Zunächst überhäufte er Hasard geradezu mit Fragen über das Woher und Wohin ihrer Reise, über die Größe des Schiffes, die Zahl der Besatzungsmitglieder und die Art der Ladung. Sogar die Geschwindigkeit, mit der die Schebecke segeln konnte, interessierte ihn. Dann ließ er sich die Laderäume zeigen und besichtigte auch die übrigen Kammern, einschließlich der Krankenunterkunft.

„Fehlt nur noch, daß er in der Vorratskammer die Krautköpfe und Speckseiten nachzählt oder das Fassungsvermögen unserer Pfannen und Suppentöpfe kontrolliert“, raunte Mac dem Kutscher zu.

Der lächelte nur. „Vielleicht trägt das alles zu seiner Preisgestaltung bei.“

„Preisgestaltung?“ fragte Mac. „Hier wird doch wohl nicht gefeilscht. Ich denke, bei solchen Behörden gibt es feste Gebührensätze.“

Der Kutscher lächelte noch immer: „Die gibt es auch, mein lieber Mac, aber sie lassen sich bekanntlich durch Eintritt besonderer Umstände elegant verändern. Vor allem nach oben.“

Der Kutscher lag mit seiner Vermutung genau richtig, denn Kandur Singh rückte schon recht bald mit seiner Gebührenforderung heraus.

„Nun, Kapitän Killigrew, da Goldstücke in allen Ländern der Welt als Zahlungsmittel akzeptiert werden, setze ich die Gebühren auf den angemessenen Betrag von einhundertundfünfzig Goldstücke fest.“

Der Seewolf schluckte. Er hatte in den verschiedensten Häfen der Welt ja schon einiges erlebt und sich von vornherein darauf eingestellt, daß dieser Mann den doppelten Betrag verlangen würde. Aber mit dem Dreifachen hatte er nicht gerechnet.

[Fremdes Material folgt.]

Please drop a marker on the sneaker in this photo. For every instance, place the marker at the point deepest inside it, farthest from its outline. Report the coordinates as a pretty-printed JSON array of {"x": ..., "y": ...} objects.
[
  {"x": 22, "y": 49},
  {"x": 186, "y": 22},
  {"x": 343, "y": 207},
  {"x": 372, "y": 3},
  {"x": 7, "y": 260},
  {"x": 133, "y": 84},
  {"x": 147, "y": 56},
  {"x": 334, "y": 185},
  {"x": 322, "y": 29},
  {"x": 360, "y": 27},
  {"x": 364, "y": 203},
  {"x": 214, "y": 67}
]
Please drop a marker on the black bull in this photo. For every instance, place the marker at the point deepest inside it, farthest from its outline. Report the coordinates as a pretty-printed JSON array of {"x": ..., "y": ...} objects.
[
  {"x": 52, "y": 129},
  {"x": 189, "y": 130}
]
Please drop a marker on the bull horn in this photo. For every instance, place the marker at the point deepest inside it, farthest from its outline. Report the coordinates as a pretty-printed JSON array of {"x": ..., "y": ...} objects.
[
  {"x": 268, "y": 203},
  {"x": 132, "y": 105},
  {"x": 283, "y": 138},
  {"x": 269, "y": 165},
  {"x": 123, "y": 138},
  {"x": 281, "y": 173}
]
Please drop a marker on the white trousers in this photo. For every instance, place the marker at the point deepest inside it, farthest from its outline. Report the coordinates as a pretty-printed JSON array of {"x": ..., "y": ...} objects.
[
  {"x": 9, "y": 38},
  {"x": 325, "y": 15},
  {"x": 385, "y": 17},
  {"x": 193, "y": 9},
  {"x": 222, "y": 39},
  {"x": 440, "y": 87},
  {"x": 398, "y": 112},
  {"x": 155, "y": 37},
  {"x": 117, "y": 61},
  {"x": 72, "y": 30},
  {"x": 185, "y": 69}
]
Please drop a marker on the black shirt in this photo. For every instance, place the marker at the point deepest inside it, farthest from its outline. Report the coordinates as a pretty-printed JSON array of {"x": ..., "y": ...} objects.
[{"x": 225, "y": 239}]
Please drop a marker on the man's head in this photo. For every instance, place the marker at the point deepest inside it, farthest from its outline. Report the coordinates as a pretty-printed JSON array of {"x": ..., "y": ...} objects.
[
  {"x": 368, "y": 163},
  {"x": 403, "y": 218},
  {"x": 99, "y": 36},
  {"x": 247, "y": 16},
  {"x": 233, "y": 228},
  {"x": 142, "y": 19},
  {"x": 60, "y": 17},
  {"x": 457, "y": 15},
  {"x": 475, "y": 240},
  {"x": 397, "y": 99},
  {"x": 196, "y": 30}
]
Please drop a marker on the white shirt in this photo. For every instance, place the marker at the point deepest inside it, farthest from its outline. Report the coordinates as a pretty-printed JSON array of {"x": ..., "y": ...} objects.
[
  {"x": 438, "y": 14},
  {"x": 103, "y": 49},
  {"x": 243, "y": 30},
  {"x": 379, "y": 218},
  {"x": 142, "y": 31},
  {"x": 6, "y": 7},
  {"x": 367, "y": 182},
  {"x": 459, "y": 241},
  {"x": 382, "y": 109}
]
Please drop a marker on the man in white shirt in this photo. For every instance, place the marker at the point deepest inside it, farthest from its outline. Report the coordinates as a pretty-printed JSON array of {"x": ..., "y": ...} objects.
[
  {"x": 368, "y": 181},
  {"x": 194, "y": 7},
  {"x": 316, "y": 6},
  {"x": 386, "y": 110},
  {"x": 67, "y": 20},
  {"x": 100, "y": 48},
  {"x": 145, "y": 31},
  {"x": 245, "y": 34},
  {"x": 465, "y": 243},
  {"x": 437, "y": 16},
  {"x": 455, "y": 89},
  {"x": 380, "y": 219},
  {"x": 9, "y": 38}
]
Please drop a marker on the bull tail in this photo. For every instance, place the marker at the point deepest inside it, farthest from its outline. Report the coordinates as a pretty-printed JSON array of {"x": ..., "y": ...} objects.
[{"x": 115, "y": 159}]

Er konnte nicht verhindern, daß eine eiskalte Wut in ihm hochkroch. Am liebsten hätte er diesen korrupten Turbanträger am Kragen gepackt und über das Schanzkleid gehievt. Doch Bombay sollte nicht auch noch zum Fiasko werden, nachdem es bereits in Surat jede Menge Ärger gegeben hatte. Er zwang sich deshalb, freundlich und sachlich zu bleiben.